Why Nicolas Maduro of Venezuela may wish he lost the presidential election

General Vladimir Padrino – MADURO
Vladimir Padrino López, the current Minister of Defense with Venezuelan President Nicolas Maduro
Vladimir Padrino López, the current Minister of Defense with Venezuelan President Nicolas Maduro
Vladimir Padrino López, the current Minister of Defense with Venezuelan President Nicolas Maduro. There is already dissent in the military among the rank and file and there are rumors that the army may decide soon to take over FILE PHOTO

It’s coming to a close, fans of the Bolivar Republic. This sad story in Caracas is unsustainable and this weekend’s election showed either people like 10,000% inflation or the Socialists United (PSUV) need to squash opposition to remain in power. It’s probably the latter.

The Venezuela oil economy that made PSUV powerful and made Venezuela one of the richest countries south of Texas is on its last legs. It’s not because of Washington, as PSUV’s novel writers like to say. It is because of the government leadership.

With sanctions in place due to Maduro basically banning all serious contenders from running for the presidency, a slight to the community of democratic nations in the hemisphere, it is more certain than ever that Venezuelan oil major PdVSA will get sucked deeper into this political black hole. A Maduro win is potentially a crushing defeat for PdVSA. Ironically, a Maduro win may also ultimately be bad for Maduro himself.

He needs a miracle to make it through his next term. Even a full-on dictatorship won’t save the Venezuelan president.

“If we assume that the incompetent economic team cannot insulate PdVSA cashflow with U.S. still the most important paying customer, then this should further aggravate cashflow stress…and it is not about having sufficient funds to pay bond investors,” says Siobhan Morden, managing director for Nomura Securities in New York. “It is rather that there are sufficient funds left to pay off corrupt officials and the military, to sustain support for Maduro,” she says.

There is already dissent in the military among the rank and file.

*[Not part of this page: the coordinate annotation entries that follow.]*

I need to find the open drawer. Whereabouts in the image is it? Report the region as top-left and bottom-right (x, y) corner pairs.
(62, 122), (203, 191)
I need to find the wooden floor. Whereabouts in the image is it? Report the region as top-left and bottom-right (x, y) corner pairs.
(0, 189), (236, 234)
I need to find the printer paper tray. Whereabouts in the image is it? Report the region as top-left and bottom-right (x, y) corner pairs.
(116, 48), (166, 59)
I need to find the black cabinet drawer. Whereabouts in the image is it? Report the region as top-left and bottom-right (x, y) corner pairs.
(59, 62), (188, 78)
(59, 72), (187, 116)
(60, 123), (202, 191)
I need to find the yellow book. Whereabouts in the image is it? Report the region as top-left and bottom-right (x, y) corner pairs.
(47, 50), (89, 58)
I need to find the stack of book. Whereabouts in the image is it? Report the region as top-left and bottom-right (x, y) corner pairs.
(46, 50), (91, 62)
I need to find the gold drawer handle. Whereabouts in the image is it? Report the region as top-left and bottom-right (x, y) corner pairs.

The U.S. has banned numerous transactions with Venezuela. It is also making it harder to move money through the financial system. Maduro’s foray into cryptocurrency, launching its petro coin, is not going to save it.

So the thinking goes that cashflow stress at PdVSA, the PSUV ATM machine, undermines Maduro. Nomura predicts trade sector sanctions against Venezuela, with an incremental approach that preserves reputational costs and future leverage for an economy that is already entering the terminal phase of collapse in oil production capacity.

“It will become increasingly difficult for a global integrated oil company to function within the constraints of international isolation,” Morden says.  “Especially for a government that cannot effectively insulate commercial and financial flows from the legal threats of U.S. sanctions and bondholder litigation.”

Maduro sees himself as carrying on Hugo Chavez’s legacy. He is fighting the good fight against Yankee imperialists and their like-minded capitalists in the Venezuelan business class. These are PSUV’s natural enemies.

It was Chavez who first expanded the powers of the presidency by changing the constitution to allow him to run for another term. He also removed one chamber of Congress, similar to what Maduro did years later when he cut the National Assembly off at the knees and created his Chamber of Yesmen, known as the Constituent Assembly. In 2004, Chavez effectively took control of the Supreme Court by expanding its size and appointing 12 justices. The court is 100% PSUV. In 2009, Chavez led a successful referendum ending presidential term limits. Maduro can run for ever.

But he will not.

Oil accounts for about 95% of Venezuela’s export earnings and 25% of its gross domestic product.

PdVSA controls all the country’s oil exploration, production, and exportation. PdVSA is going broke. They are not investing in oil production. One would think that if low oil prices was Venezuela’s problem, as Maduro tells his base, then a 100% increase in price from $30 a barrel just three years ago, to $70 today would signal a return to the good ole days. As reality would have it, Venezuela has only gotten worse even as oil prices haven risen.

And so as PdVSA runs out of money in its ATM to pay off people in the military and within the political apparatus to play along, one wonders what happens when the money dries up?

It is drying up.

The weekend elections further increase the trend of Venezuela’s isolation from Latin America, let alone the U.S. Peru, Argentina, Brazil, Mexico, Panama, Paraguay, Colombia, Honduras, Costa Rica and Guatemala all took diplomatic measures on recalling their ambassadors. They think the election was a sham.

Washington retaliated post election with more financial sector sanctions making it impossible for Venezuela to raise funds in its most reliable market: the U.S.  Tighter sanctions will further compromise PdVSA and that ultimately forces some sort of regime change in Caracas.